How to implement a Lock with a timeout in Python 2.7

My version using thread safe queues http://docs.python.org/2/library/queue.html and their put/get methods that supports timeout.

Until now is working fine, but if someone can do a peer review on it I'll be grateful.

"""
Thread-safe lock mechanism with timeout support module.
"""

from threading import ThreadError, current_thread
from Queue import Queue, Full, Empty


class TimeoutLock(object):
    """
    Thread-safe lock mechanism with timeout support.
    """

    def __init__(self, mutex=True):
        """
        Constructor.
        Mutex parameter specifies if the lock should behave like a Mutex, and
        thus use the concept of thread ownership.
        """
        self._queue = Queue(maxsize=1)
        self._owner = None
        self._mutex = mutex

    def acquire(self, timeout=0):
        """
        Acquire the lock.
        Returns True if the lock was succesfully acquired, False otherwise.

        Timeout:
        - < 0 : Wait forever.
        -   0 : No wait.
        - > 0 : Wait x seconds.
        """
        th = current_thread()
        try:
            self._queue.put(
                th, block=(timeout != 0),
                timeout=(None if timeout < 0 else timeout)
            )
        except Full:
            return False

        self._owner = th
        return True

    def release(self):
        """
        Release the lock.
        If the lock is configured as a Mutex, only the owner thread can release
        the lock. If another thread attempts to release the lock a
        ThreadException is raised.
        """
        th = current_thread()
        if self._mutex and th != self._owner:
            raise ThreadError('This lock isn\'t owned by this thread.')

        self._owner = None
        try:
            self._queue.get(False)
            return True
        except Empty:
            raise ThreadError('This lock was released already.')

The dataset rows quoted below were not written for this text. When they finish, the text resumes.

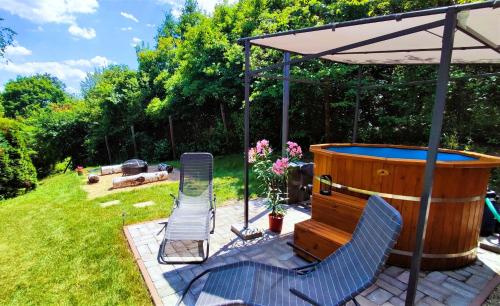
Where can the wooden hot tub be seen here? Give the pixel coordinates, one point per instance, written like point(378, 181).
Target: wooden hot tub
point(396, 173)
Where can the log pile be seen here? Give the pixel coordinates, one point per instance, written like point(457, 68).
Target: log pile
point(105, 170)
point(139, 179)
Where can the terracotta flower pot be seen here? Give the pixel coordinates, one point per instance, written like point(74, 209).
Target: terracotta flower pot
point(275, 223)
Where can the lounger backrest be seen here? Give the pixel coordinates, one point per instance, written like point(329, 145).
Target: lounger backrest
point(354, 267)
point(196, 176)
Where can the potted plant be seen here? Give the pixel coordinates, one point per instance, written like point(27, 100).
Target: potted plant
point(79, 170)
point(273, 177)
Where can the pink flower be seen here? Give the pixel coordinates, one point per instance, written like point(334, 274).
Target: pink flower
point(263, 148)
point(252, 155)
point(294, 150)
point(280, 166)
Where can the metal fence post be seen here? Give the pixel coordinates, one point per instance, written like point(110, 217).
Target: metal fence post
point(434, 139)
point(356, 110)
point(247, 128)
point(172, 142)
point(107, 148)
point(133, 140)
point(286, 102)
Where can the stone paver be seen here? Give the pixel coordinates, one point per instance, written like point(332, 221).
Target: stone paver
point(458, 287)
point(109, 203)
point(144, 204)
point(379, 296)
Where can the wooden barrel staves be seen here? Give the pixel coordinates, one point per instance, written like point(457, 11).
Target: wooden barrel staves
point(456, 207)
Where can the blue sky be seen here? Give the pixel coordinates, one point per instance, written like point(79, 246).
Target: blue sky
point(69, 38)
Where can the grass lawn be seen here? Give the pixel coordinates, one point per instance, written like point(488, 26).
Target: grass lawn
point(57, 247)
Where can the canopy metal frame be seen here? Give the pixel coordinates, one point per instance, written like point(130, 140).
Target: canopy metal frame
point(449, 22)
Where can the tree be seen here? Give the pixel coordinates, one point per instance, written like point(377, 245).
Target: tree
point(114, 105)
point(6, 38)
point(16, 169)
point(57, 132)
point(25, 93)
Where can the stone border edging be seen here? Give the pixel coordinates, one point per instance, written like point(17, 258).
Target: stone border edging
point(486, 291)
point(144, 272)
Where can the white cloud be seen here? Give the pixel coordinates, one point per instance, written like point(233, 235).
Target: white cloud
point(71, 72)
point(49, 11)
point(54, 11)
point(16, 50)
point(135, 41)
point(96, 61)
point(206, 6)
point(129, 16)
point(176, 12)
point(87, 33)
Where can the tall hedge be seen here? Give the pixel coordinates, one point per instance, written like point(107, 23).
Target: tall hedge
point(17, 172)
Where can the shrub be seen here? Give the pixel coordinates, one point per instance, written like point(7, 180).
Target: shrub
point(16, 169)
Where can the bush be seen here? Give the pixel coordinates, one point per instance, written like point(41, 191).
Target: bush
point(16, 169)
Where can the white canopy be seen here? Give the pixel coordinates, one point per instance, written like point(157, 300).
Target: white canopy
point(477, 38)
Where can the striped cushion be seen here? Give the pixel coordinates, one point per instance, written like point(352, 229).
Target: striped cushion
point(336, 280)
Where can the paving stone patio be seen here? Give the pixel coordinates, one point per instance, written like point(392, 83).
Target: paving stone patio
point(164, 281)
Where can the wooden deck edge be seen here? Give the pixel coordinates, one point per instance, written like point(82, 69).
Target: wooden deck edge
point(144, 272)
point(486, 291)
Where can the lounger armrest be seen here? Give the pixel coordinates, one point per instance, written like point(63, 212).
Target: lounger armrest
point(303, 296)
point(296, 247)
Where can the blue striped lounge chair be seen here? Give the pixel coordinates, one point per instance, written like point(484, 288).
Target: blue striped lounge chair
point(334, 281)
point(193, 214)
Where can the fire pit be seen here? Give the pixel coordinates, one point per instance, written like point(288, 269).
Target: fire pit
point(134, 166)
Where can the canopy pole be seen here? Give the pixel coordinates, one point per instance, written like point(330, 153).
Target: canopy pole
point(247, 128)
point(434, 139)
point(356, 110)
point(286, 102)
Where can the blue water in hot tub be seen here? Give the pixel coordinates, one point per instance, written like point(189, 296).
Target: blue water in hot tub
point(399, 153)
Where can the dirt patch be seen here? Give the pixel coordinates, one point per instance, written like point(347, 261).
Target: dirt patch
point(104, 187)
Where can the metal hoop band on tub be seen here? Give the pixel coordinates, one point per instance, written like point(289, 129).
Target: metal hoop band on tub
point(435, 256)
point(398, 196)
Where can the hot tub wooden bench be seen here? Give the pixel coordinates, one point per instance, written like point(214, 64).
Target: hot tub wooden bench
point(331, 225)
point(455, 213)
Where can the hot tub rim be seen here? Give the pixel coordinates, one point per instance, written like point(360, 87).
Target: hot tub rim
point(483, 160)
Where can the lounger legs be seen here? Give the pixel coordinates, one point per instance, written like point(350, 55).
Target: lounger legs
point(163, 259)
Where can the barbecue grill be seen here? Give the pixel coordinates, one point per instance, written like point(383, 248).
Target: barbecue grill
point(134, 166)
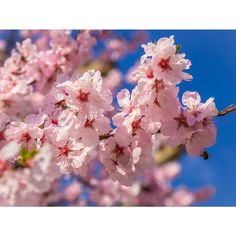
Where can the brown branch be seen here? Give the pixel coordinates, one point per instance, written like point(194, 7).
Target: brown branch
point(227, 110)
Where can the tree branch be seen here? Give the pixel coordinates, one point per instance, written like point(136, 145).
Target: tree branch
point(227, 110)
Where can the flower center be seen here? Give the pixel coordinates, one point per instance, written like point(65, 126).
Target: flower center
point(164, 64)
point(83, 97)
point(182, 121)
point(118, 150)
point(158, 85)
point(54, 121)
point(135, 125)
point(89, 123)
point(25, 137)
point(64, 151)
point(150, 74)
point(2, 137)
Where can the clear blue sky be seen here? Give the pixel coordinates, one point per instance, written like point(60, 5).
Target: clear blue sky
point(213, 57)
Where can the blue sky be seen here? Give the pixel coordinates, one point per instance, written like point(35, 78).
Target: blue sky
point(213, 57)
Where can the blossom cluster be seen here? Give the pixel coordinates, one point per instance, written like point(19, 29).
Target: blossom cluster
point(56, 120)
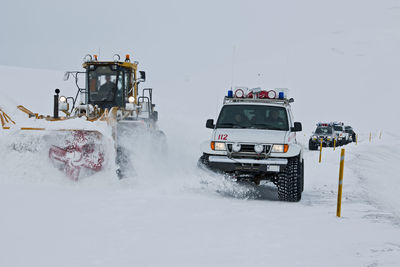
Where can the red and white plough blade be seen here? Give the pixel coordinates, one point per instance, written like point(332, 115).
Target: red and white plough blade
point(81, 152)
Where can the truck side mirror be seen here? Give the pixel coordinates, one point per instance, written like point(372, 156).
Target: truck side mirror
point(297, 127)
point(66, 76)
point(210, 124)
point(155, 115)
point(142, 76)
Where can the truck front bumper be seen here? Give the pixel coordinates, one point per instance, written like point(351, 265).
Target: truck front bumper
point(244, 165)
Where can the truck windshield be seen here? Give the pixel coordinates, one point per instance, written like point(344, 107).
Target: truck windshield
point(254, 117)
point(323, 130)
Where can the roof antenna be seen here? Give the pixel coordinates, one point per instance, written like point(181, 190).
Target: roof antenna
point(233, 65)
point(259, 80)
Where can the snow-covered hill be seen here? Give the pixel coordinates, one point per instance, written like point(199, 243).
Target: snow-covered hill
point(339, 59)
point(168, 212)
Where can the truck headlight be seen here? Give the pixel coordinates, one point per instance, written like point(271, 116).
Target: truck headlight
point(258, 149)
point(236, 147)
point(280, 148)
point(219, 146)
point(62, 99)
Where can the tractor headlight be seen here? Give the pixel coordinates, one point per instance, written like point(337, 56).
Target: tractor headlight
point(220, 146)
point(258, 149)
point(62, 99)
point(280, 148)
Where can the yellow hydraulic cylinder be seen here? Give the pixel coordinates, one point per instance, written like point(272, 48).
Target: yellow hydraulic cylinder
point(339, 204)
point(320, 151)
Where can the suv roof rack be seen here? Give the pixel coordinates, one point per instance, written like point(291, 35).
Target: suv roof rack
point(258, 100)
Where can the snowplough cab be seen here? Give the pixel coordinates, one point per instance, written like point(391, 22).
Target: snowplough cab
point(83, 134)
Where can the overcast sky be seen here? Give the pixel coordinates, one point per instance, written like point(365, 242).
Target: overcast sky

If somebody needs Python >= 3.2 API:

import threading
import time


class Lock(object):
    _lock_class = threading.Lock

    def __init__(self):
        self._lock = self._lock_class()
        self._cond = threading.Condition(threading.Lock())

    def acquire(self, blocking=True, timeout=-1):
        if not blocking or timeout == 0:
            return self._lock.acquire(False)
        cond = self._cond
        lock = self._lock
        if timeout < 0:
            with cond:
                while True:
                    if lock.acquire(False):
                        return True
                    else:
                        cond.wait()
        else:
            with cond:
                current_time = time.time()
                stop_time = current_time + timeout
                while current_time < stop_time:
                    if lock.acquire(False):
                        return True
                    else:
                        cond.wait(stop_time - current_time)
                        current_time = time.time()
                return False

    def release(self):
        with self._cond:
            self._lock.release()
            self._cond.notify()

    __enter__ = acquire

    def __exit__(self, t, v, tb):
        self.release()


class RLock(Lock):
    _lock_class = threading.RLock

to elaborate on Steven's comment suggestion:

import threading
import time

lock = threading.Lock()
cond = threading.Condition(threading.Lock())

def waitLock(timeout):
    with cond:
        current_time = start_time = time.time()
        while current_time < start_time + timeout:
            if lock.acquire(False):
                return True
            else:
                cond.wait(timeout - current_time + start_time)
                current_time = time.time()
    return False

Things to notice:

  • there are two threading.Lock() objects, one is internal to the threading.Condition().
  • when manipulating cond, it's lock is acquired; the wait() operation unlocks it, though, so any number of threads can watch it.
  • the wait is embedded inside a for loop that keeps track of the time. threading.Condition can become notified for reasons other than timeouts, so you still need to track the time if you really want it to expire.
  • even with the condition, you still 'poll' the real lock, because its possible for more than one thread to wake and race for the lock. if the lock.acquire fails, the loop returns to waiting.
  • callers of this waitLock function should follow a lock.release() with a cond.notify() so that other threads waiting on it are notified that they should retry aquiring the lock. This is not shown in the example.